Letter Signed by Washington and Jefferson Leads Rare Books Auction

Ahlers & Ogletree

The letter signed by Washington and Jefferson

A letter from 1793 signed by both George Washington and Thomas Jefferson brought $21,780, a first edition of Mark Twain’s Adventures of Tom Sawyer (1876) sold for $22,990, and a first edition, three-volume set of Charles Dickens’ Great Expectations realized $16,940 in three days of sales held by Ahlers & Ogletree.

The February Rare Books & Important Documents Auction, held online and in Ahlers & Ogletree’s Atlanta gallery, comprised the lifetime collection of important historical books and documents from the estate of Fred Bentley, Sr., more than 900 lots in all. Mr. Bentley founded the rare book rooms at a college and a university, both in Georgia.

The exceedingly rare sea letter signed by Washington (as President) and Jefferson (as Secretary of State) is a four-language cut ship document, dated July 9, 1793, and signed three times by Hodijah Baylies, the collector of customs, for the schooner Rebecca, to the ship’s commander, Samuel Swasey.

Other highlights included:

* an 1818 copperplate engraving on paper broadside of The Declaration of Independence by Benjamin Owen Tyler (1789-1855), published by Peter Maverick (1780-1831), sold for $13,310. The facsimile had a dedication to Thomas Jefferson at the upper margin and an endorsement to Secretary of State Richard Rush.

* a rare, fully illustrated copy of Albrecht Durer’s first Latin edition of Clarissimi Pictoris et Geometrae de Symetria Partium in Rectis Formis masterpiece on anatomy, published 1532 and printed by D. Caroli, Noremberger, went for $10,890. It was the personal copy of Johann Georg Bergmiller, Director of the Augsburg Academy. 

* a President Abraham Lincoln signed document dated March 21, 1861 for the appointment of Calvin Hudson of New York to be the Commissioner of the United States for which to advocate claims of U.S. citizens over Costa Rica, making him the first-ever consulate there appointed by Lincoln, sold $9,075.  

*  a plan of the New Constitution for the United States of America, Agreed Upon in a Convention of the States, with A Preface by the Editor, published 1787 by J. Debrett (London), was the first separate English edition of the U.S. Constitution. The 30-page volume, with a contemporary quarter tan leather binding with gray boards, was sold for $9,680.

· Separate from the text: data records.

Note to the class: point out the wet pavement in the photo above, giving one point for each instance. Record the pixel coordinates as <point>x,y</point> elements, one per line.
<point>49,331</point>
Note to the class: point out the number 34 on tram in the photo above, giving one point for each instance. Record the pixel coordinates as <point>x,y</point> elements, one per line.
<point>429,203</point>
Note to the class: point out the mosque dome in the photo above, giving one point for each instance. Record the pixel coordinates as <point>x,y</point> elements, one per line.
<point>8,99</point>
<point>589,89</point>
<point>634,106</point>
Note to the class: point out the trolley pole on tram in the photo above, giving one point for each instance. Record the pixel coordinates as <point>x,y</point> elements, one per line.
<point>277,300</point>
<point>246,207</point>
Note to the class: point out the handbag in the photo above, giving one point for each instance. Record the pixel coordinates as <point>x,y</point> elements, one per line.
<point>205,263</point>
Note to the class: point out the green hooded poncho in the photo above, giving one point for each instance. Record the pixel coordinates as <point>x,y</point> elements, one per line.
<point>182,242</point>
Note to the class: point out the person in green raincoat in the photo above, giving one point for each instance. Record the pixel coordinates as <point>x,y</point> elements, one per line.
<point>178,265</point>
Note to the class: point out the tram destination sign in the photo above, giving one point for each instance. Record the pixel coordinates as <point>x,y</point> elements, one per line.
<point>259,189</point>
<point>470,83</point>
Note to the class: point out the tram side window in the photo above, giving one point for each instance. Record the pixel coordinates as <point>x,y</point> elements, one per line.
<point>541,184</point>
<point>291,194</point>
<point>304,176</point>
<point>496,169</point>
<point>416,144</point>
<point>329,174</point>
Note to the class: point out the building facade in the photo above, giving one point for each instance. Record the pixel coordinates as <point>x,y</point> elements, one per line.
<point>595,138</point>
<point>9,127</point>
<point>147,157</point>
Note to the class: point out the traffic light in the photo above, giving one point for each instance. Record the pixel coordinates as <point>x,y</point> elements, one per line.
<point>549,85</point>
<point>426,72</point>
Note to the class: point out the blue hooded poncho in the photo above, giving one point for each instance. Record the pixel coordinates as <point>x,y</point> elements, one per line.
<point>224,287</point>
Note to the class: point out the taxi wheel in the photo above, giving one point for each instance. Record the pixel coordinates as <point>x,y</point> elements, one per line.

* a first edition, first state copy of A Tale of Two Cities by Charles Dickens, published 1859 by Chapman and Hall, with illustrations by H.K. Browne, made $8,470

* a copy of the 184-page Sonetti e Canzoni di messer Francesco Petrarcha in vita di madonna Laura by Frencesco Petrarca, printed 1514 by the Aldus Manutius and bound in a highly decorated hand cut double-sided Venetian window design, using mother of pearl as the background canvas and hand painting within each of the 21 compartments located on each of its sides, changed hands for $6,655

Other Mark Twain offerings included a first edition, first state copy of Adventures of Huckleberry Finn in the rare blue cloth boards, published in 1885 by Charles L. Webster ($7,260), bound copies of The Carpet-Bag Weekly, For the Amusement of the Reader, from 1852 featuring the very first national appearance of the writing of Twain, as Samuel Longhorne Clemens ($6,655), and another first edition, first state copy of Adventures of Tom Sawyer, published 1876 by American Publishing Company ($4,538).